トゥヴェイト総幹事は、「聖書の解釈と貧しい人々のために奉仕する姿勢は、シュバンテス博士が果たしてきた解放の神学の重要な要素であり、現代のエキュメニカル運動の発展に大きな貢献をしてきました」と述べた。WCC中央委員会モデレーターのウォルター・オルトマン博士は、「シュバンテス博士はブラジル、南米、カリブ海諸国、そして世界中の多くの人々から、苦しんでいる人々の必要を敏感に察知し、聖書の学術的に深く優れた解釈を施してこられたことで、尊敬され、称賛されていました」と述べた。
シュバンテス博士は、ドイツヘーデルバーグ大学に提出した学位論文で「旧約聖書における貧しい人々の権利」について論述していた。さらに「南米聖書目録」プロジェクトを立ち上げ、南米聖書解釈ジャーナル(RIBLA)の編集者も務めていた。シュバンテス博士はその他イスラエル史、イスラエル古代王国、人権と平和に関する数冊の書籍も出版た他、複数の名誉博士号も授与していた。
聖書研究センター(CEBI)コーディネーターでシュバンテス博士と学術活動を共にしていたエドミルソン・シネロ氏は「シュワンテス博士のおかげで南米で聖書読解が広く広まったともいえます。彼の聖書解釈に向けた熱心さに加え、聖書の御言葉に対する非常に深い洞察、御言葉の実際の人々の生活との関係性における適用など、シュバンテス博士の遺産は、エキュメニズムへの強い貢献となり、聖書におけるジェンダー問題や、フェミニスト的解釈などへの動機にもつながりました」と述べている。
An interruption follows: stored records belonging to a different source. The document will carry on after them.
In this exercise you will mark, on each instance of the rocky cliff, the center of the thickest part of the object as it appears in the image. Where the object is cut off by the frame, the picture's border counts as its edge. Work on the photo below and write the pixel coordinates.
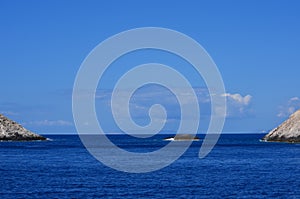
(288, 131)
(12, 131)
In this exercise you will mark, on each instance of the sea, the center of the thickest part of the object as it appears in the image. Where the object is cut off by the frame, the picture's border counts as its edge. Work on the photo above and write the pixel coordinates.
(239, 166)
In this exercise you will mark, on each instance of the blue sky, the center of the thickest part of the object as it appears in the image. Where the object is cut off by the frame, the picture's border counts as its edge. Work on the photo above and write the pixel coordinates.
(255, 44)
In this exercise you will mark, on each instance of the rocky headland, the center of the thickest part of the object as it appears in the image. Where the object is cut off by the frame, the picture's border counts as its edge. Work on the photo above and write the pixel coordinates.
(12, 131)
(288, 131)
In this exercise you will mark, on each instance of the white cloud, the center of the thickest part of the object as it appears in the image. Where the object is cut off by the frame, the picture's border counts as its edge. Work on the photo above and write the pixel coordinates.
(49, 123)
(291, 106)
(238, 105)
(9, 113)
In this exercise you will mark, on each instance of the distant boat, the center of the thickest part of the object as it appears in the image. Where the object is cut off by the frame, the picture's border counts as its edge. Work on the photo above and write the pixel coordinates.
(183, 137)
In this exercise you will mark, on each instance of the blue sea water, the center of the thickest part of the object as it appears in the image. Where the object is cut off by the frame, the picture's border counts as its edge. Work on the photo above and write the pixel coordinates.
(238, 167)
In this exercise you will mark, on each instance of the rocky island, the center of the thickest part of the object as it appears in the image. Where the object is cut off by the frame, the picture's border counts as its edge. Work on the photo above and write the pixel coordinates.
(182, 137)
(12, 131)
(288, 131)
シュバンテス博士の深く鋭い聖書研究によって、多くの人々が聖書解釈の取り組みを行う動機付けがなされるようになった。シュバンテス博士の聖書研究は、独創性に富み、とりわけ貧しい人々に寄与する聖書解釈に関して多くの称賛を得ていた。リバー・プレート福音教会(IERP)前幹事のフアン・アベラルド・シヴィント氏は、 「シュバンテス博士は、1992年の南米大陸植民地化から500年を記念した協議会で、南米大陸という先住民族の社会、文化、宗教が否定され、服従を余儀なくされた大陸にできた諸教会において、いかに聖書を信仰に適用していくかにおいて、改めて深い洞察を寄与されました」と述べている。
ロシレニー・アルヴェス・ドサントス夫人、3人の娘に恵まれたシュバンテス博士は2002年8月に腫瘍を取り除いてから、重度の身体障害を患うことになった。晩年は闘病生活に苦しみながらも、継続的に信仰に支えられた精神的強さと喜びを人々に証ししていたという。